Could the station that 30 years ago gave birth to the “Live at Five” news format now be plotting the eventual demise of the early evening news genre?
Rumors are currently swirling at WNBC-4, NBC’s flagship station in New York, that executives at NBC Universal are considering the creation of a daily 5 p.m. lifestyle show that could debut on affiliate stations around the country as early as the fall of 2009—and which could spell the end, locally, of WNBC’s 5 p.m. newscast, currently anchored by Sue Simmons and David Ushery.
Sources at the station believe that the new lifestyle show will likely involve Sara Gore (a correspondent for LX.TV who appears frequently on NBC’s new local digital channel, New York Nonstop) and perhaps a yet-to-be-determined male anchor.
In recent months, facing a severe downturn in local advertising and major drops in revenue at broadcast stations around the country, NBC Universal has been aggressively reconfiguring its approach to local media.
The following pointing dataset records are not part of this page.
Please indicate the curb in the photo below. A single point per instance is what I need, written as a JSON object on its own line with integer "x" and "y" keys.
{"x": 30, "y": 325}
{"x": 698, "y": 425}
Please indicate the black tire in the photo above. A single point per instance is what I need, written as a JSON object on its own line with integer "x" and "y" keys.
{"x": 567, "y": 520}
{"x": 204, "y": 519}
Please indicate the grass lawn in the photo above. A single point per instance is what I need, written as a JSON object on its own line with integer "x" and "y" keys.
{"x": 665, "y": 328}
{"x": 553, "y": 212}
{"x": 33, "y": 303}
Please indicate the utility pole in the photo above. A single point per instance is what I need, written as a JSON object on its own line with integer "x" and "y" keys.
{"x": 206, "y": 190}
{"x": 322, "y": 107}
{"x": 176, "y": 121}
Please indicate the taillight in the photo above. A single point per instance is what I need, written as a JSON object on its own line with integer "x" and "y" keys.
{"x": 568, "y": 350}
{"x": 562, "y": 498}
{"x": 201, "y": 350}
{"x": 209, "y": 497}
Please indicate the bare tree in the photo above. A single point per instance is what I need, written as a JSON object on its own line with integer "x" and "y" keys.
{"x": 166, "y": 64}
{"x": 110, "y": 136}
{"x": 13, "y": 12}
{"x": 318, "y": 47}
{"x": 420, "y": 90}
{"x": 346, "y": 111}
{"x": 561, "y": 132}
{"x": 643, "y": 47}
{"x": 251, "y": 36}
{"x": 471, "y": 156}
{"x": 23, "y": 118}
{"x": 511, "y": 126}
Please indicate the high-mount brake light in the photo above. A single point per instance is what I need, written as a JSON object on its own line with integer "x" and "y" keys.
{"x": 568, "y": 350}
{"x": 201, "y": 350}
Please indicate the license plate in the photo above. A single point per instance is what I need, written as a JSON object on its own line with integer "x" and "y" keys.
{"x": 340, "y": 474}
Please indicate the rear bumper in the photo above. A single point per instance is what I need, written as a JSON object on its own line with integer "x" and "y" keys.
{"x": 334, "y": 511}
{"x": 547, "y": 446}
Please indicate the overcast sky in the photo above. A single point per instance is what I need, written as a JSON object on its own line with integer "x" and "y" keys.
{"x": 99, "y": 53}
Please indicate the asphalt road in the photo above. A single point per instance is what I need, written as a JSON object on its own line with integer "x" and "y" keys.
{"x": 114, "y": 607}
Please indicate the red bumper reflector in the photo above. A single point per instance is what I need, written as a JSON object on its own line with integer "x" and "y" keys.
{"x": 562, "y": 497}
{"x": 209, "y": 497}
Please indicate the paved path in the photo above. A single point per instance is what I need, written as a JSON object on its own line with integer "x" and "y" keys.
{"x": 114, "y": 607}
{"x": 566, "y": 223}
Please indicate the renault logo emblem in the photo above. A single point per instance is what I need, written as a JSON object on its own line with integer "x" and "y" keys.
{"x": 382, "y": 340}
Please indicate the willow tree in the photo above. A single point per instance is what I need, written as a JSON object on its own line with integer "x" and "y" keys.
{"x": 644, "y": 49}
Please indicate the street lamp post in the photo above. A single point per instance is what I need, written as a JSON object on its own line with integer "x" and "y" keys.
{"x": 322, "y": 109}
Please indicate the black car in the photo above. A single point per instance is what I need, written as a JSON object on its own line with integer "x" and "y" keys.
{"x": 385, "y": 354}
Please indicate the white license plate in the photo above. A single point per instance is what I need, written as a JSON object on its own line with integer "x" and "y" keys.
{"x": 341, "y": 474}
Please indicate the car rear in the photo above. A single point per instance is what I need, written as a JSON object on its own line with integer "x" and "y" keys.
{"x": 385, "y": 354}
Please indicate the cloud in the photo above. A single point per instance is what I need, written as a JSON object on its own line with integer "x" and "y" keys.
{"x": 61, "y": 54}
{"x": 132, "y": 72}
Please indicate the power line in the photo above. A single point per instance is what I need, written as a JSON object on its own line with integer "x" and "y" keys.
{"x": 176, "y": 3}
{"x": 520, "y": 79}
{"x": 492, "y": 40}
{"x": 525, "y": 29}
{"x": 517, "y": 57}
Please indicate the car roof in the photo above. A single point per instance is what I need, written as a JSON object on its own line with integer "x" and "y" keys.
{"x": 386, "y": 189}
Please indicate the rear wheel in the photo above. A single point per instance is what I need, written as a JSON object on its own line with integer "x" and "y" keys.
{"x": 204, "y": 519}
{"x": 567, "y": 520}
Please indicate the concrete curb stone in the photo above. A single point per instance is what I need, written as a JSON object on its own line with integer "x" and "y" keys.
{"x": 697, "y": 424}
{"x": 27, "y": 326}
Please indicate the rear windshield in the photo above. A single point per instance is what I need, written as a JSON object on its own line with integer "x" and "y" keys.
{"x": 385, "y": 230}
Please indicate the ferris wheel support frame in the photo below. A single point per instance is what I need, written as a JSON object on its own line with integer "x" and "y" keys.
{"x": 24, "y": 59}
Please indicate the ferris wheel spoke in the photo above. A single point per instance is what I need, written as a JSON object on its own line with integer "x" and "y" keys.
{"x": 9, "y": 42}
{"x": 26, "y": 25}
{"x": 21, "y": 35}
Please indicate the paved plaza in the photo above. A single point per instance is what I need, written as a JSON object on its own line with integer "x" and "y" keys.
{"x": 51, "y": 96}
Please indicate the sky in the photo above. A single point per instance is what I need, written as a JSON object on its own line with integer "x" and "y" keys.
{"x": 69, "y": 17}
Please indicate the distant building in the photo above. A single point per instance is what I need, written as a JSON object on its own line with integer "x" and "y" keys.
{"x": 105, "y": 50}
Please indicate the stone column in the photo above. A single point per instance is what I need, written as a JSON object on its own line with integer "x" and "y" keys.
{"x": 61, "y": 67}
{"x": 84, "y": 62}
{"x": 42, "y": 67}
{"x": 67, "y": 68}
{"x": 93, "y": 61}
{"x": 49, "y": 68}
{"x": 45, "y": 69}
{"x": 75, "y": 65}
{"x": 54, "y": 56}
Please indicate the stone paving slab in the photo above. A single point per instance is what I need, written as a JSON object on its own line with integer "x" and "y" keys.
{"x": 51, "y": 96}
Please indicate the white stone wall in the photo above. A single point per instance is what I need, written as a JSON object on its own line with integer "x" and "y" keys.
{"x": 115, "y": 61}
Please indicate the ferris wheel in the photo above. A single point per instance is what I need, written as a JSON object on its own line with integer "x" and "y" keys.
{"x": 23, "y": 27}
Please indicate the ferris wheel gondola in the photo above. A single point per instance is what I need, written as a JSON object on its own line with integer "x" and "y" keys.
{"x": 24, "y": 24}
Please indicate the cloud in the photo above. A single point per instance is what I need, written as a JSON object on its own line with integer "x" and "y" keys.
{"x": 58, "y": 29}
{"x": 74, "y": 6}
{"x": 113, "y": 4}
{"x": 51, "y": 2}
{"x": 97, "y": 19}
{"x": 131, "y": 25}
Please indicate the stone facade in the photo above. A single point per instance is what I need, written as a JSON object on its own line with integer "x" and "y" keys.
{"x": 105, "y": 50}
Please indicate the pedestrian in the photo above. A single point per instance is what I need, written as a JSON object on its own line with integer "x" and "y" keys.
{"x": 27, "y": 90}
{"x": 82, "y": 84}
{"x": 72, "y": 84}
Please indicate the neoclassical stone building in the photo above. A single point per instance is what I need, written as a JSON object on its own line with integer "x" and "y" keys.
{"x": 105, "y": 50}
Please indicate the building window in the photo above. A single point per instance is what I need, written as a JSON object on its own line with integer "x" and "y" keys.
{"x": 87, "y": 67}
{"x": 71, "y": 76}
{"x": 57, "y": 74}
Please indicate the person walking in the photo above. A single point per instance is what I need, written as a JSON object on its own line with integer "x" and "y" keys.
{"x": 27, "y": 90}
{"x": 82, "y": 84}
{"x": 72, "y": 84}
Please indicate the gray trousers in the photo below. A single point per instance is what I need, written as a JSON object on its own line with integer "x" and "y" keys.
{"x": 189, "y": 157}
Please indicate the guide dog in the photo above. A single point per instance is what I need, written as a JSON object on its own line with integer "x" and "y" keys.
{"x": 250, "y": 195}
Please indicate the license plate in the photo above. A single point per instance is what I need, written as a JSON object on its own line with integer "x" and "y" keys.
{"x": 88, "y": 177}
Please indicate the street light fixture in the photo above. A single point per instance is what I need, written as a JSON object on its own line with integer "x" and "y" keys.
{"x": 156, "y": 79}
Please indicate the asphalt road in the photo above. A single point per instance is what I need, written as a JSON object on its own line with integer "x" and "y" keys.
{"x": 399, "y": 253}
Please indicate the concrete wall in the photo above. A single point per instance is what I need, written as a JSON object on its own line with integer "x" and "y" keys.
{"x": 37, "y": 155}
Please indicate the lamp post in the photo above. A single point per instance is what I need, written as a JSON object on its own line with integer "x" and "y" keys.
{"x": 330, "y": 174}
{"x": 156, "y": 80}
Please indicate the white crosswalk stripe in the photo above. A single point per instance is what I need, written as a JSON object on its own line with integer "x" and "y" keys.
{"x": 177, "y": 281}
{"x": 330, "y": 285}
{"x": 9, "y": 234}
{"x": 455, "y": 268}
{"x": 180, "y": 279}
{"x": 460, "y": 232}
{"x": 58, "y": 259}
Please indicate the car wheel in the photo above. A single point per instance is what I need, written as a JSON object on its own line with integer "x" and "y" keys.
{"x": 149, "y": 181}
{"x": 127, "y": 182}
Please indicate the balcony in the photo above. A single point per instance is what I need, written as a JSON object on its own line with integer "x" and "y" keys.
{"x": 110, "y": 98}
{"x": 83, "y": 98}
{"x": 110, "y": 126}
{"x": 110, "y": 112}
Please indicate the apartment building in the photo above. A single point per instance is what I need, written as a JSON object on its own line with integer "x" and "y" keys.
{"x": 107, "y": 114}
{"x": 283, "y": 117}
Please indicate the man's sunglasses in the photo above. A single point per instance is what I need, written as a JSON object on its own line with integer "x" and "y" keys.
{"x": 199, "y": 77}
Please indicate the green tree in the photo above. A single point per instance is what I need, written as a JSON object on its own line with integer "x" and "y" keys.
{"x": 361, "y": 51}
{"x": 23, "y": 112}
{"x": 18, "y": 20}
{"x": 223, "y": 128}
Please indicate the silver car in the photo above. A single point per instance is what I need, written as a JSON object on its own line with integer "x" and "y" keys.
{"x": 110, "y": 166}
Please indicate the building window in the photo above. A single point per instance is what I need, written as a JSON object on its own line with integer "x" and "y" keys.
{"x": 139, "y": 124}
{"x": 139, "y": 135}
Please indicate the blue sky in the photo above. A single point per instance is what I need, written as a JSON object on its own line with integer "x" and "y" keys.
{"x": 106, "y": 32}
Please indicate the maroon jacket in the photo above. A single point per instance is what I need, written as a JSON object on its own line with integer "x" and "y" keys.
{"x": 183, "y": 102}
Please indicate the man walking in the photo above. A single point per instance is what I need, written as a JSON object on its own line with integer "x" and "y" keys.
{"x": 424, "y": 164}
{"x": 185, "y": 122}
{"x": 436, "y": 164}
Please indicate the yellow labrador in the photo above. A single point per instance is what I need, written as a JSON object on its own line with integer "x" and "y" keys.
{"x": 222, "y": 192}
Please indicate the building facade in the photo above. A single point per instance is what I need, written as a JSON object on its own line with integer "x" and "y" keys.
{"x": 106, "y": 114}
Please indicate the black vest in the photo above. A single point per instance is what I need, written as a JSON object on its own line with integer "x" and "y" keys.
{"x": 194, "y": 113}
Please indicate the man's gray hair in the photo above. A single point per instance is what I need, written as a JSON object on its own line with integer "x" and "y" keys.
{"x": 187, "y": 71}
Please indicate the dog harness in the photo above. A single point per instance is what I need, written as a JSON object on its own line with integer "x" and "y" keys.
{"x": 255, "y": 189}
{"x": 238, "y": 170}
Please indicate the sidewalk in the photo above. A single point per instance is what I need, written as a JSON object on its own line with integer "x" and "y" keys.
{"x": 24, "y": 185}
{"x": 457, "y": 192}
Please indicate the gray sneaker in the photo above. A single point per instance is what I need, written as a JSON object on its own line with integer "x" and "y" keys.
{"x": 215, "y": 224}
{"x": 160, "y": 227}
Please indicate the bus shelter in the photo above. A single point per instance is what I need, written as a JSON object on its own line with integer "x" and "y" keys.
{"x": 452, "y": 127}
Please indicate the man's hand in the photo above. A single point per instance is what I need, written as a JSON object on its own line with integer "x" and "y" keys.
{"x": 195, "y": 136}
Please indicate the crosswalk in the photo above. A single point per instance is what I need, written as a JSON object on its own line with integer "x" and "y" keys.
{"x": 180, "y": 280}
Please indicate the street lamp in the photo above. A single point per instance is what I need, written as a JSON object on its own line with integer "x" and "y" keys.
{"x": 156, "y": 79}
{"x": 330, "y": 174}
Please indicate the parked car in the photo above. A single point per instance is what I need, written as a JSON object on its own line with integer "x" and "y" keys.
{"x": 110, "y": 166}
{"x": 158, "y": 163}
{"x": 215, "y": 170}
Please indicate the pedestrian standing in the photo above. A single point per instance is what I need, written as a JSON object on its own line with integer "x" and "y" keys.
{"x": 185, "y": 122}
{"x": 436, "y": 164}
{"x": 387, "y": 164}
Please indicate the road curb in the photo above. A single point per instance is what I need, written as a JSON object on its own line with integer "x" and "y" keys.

In January 2008, NBC’s local media division acquired LX.TV, a start-up company that produced Web content about high-end culture, entertainment and shopping. Since then, LX.TV content has gradually found its way into more of NBC’s local news programming, from New York to L.A. to Chicago.
In theory, by creating a 5 p.m. general-interest lifestyle show (Entertainment! Travel! Luxury brands!) NBC could replace multiple, locally produced 5 p.m. news shows around the country with one news-like show produced in New York—and, in so doing, save its local media group a bunch of money.
Such major changes could pose yet another blow to the ranks of local TV journalists, who are already suffering from major layoffs and consolidations. Over the past year, WNBC has shed dozens of seasoned news staffers, including most recently beloved sportscaster Len Berman, as its parent company transformed the station’s newsroom into a so-called “content center.”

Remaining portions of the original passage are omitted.